I knew immediately we should look at Muddy Waters’ LPs, though, because Muddy Waters is arguably the biggest blues guitarist of all time, like, even if you’re only vaguely aware of the blues, you know Muddy Waters’ name. He’s like the Miles Davis of the blues; he’s the name that if you have no other point of context, he’s the guy. When doing a dive into the Muddy Waters catalog, I immediately identified this Fathers and Sons record, because it hadn’t been reissued on vinyl in the U.S. since the ’80s and it’s an interesting record story-wise, because in addition to it — like you said — being his biggest-selling LP, this is a record that conceptually was kind of answering for the fact that Muddy Waters in the late ’60s was a clear influence on a lot of rock bands that were really popular, like the Rolling Stones, the Beatles. He had an impact on all of what became popular rock music. But he himself, like you said, tried to do their version of his music on Electric Mud, and that just didn’t work. It wasn’t — it’s not real Muddy Waters, and so this is an album where it’s him doing the classic blues stuff, and a lot of the songs he does on this record are Willie Dixon classics, the main songwriter at Chess Records. Then his backing band is mostly the white guys who were influenced by him. He’s got Paul Butterfield and Mike Bloomfield from the Paul Butterfield Blues Band, Duck Dunn, the bass player from Booker T. & the M.G.’s. And I think it’s reflected in the cover of this record that it’s Muddy Waters the god reaching his hand out to these white musicians who were clearly influenced by him, and it was in LP form, it was him kind of bridging that generational gap, saying, “I influenced all of this stuff, here’s my version,” like, here’s the O.G., this is the straight-dope version of this.

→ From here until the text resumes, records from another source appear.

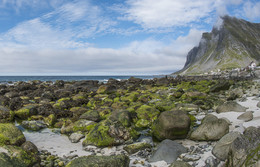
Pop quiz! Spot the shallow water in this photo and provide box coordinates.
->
[23,128,91,157]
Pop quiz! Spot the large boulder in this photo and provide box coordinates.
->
[227,127,260,167]
[152,111,191,140]
[149,139,187,164]
[190,114,229,141]
[216,101,247,113]
[0,106,14,123]
[212,132,240,161]
[82,120,131,147]
[136,105,160,128]
[66,155,130,167]
[0,123,25,146]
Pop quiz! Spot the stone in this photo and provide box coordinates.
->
[169,161,192,167]
[190,114,229,141]
[0,123,25,146]
[79,110,101,122]
[69,132,85,143]
[183,154,201,161]
[21,141,38,154]
[227,127,260,167]
[205,156,219,167]
[136,105,160,128]
[0,106,14,123]
[216,101,247,113]
[123,142,152,154]
[237,111,254,122]
[21,120,47,131]
[149,139,187,164]
[212,132,240,161]
[66,155,130,167]
[152,111,191,140]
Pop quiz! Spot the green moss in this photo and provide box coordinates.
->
[82,121,115,147]
[0,123,25,145]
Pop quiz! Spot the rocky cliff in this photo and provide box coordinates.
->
[175,16,260,75]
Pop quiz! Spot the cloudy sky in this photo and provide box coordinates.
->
[0,0,260,75]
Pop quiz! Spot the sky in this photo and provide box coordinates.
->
[0,0,260,75]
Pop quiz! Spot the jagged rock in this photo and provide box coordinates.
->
[69,132,85,143]
[66,155,130,167]
[169,161,192,167]
[190,114,229,141]
[216,101,247,113]
[175,16,260,75]
[0,106,14,123]
[212,132,240,161]
[0,123,25,146]
[152,111,191,140]
[237,111,253,122]
[227,127,260,167]
[123,142,152,154]
[149,139,187,163]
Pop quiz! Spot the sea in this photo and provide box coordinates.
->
[0,75,163,84]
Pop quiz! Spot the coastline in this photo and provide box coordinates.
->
[0,77,260,166]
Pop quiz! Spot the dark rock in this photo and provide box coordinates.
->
[216,101,247,113]
[227,127,260,166]
[190,114,229,141]
[66,155,130,167]
[149,139,187,163]
[152,111,191,140]
[0,123,25,146]
[0,106,14,123]
[210,81,231,92]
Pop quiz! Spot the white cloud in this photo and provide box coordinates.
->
[125,0,214,29]
[243,1,260,20]
[0,30,201,75]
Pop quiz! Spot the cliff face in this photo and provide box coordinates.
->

Yeah, absolutely. And the rest of my questions sort of circle around that idea: the album name is Fathers and Sons, which really gets to that idea of Waters and Otis Spann as the fathers passing down knowledge and musical inheritance to all the white, young players in this band. And now, we’re reissuing it, which is cool because it’s going to potentially go to a new generation on top of that of people who haven’t necessarily been directly exposed to this.
We’re bringing it to people who are a generation even younger, at least.

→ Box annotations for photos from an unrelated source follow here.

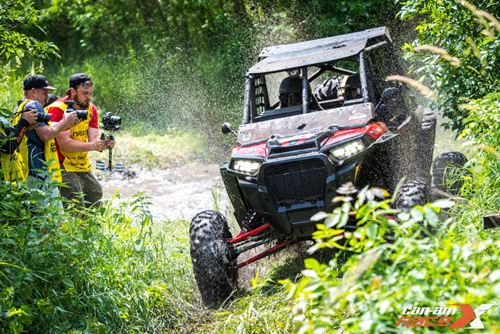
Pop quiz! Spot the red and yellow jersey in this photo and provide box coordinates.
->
[48,97,99,172]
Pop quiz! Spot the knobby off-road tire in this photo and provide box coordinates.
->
[394,181,429,212]
[189,210,238,308]
[432,152,467,195]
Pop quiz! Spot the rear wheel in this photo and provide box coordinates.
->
[432,152,467,195]
[394,181,429,211]
[189,210,238,308]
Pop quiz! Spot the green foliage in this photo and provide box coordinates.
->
[286,188,500,333]
[399,0,500,132]
[0,182,199,333]
[0,0,57,60]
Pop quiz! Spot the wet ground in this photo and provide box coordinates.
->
[96,164,229,221]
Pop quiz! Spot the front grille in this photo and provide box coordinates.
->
[264,159,326,202]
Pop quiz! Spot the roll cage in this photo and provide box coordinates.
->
[243,27,401,124]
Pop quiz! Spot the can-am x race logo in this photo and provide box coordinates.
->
[396,304,495,329]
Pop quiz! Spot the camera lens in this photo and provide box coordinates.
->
[36,111,50,123]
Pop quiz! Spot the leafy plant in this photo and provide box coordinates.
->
[285,188,500,333]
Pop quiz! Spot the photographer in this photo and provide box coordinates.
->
[48,73,115,206]
[13,75,79,206]
[0,110,38,181]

Probably even two. And you mentioned the cover, too, and I was definitely going to bring that up talking about the packaging, because it is just almost goofy, how it’s a reinterpretation of “The Creation of Adam” part of the Sistine Chapel.
It’s this really known painting, and then this kind of goofy — we’ve had like four in a row for Classics with these iconic, incredible covers that you want to frame in your house. And cool, weird timepieces. If you put that out today, it would not take very long for you to be like completely scorched on Twitter. Like, you would be completely memed to death within like an hour after posting it. So, it’s not around very often anymore.
It’s a really funny mix of a very sincere, intentional use of a really known cultural image, but then also in this kind of — they had to think it was a little bit funny, to have their version of Adam wearing sunglasses and just kind of reclining on the ground; it’s an odd mix of sincere and funny.
It’s not very often that a cover is such a perfect metaphor for the record. You can say the story of this record and then show people the cover and, like, the entire story is encapsulated in the cover.
And the Listening Notes from Erin Osmon go like really in-depth about all of the context surrounding the album, but it is all so obviously there, in the name of the album and how it came to be and this cover art, it kind of all fits with the story of these older musicians sort of showing a newer generation how to do it, and then making this collaborative thing.
Remastering And Package Details
Moving on to remastering and package details, what are things to note about the packaging for this one?
This is the second Classics album that we’ve done that’s a double LP. The first one was Miles Davis and John Coltrane, our live album set, and this is actually sort of an LP split in two LPs of one that’s studio material and one that is live. So the second LP is completely live. It’s on 180-gram black vinyl, like we do for every Classics record.
This one was remastered by Kevin Gray, the guy that we try to use for most of the Classics records, and lacquers were cut by him. And it’s in a tip-on gatefold jacket, as well. As you said, Listening Notes by Erin Osmon; if you’re following Vinyl Me, Please, she wrote the booklet for Townes Van Zandt’s For the Sake of the Song, our Essentials Record of the Month in October.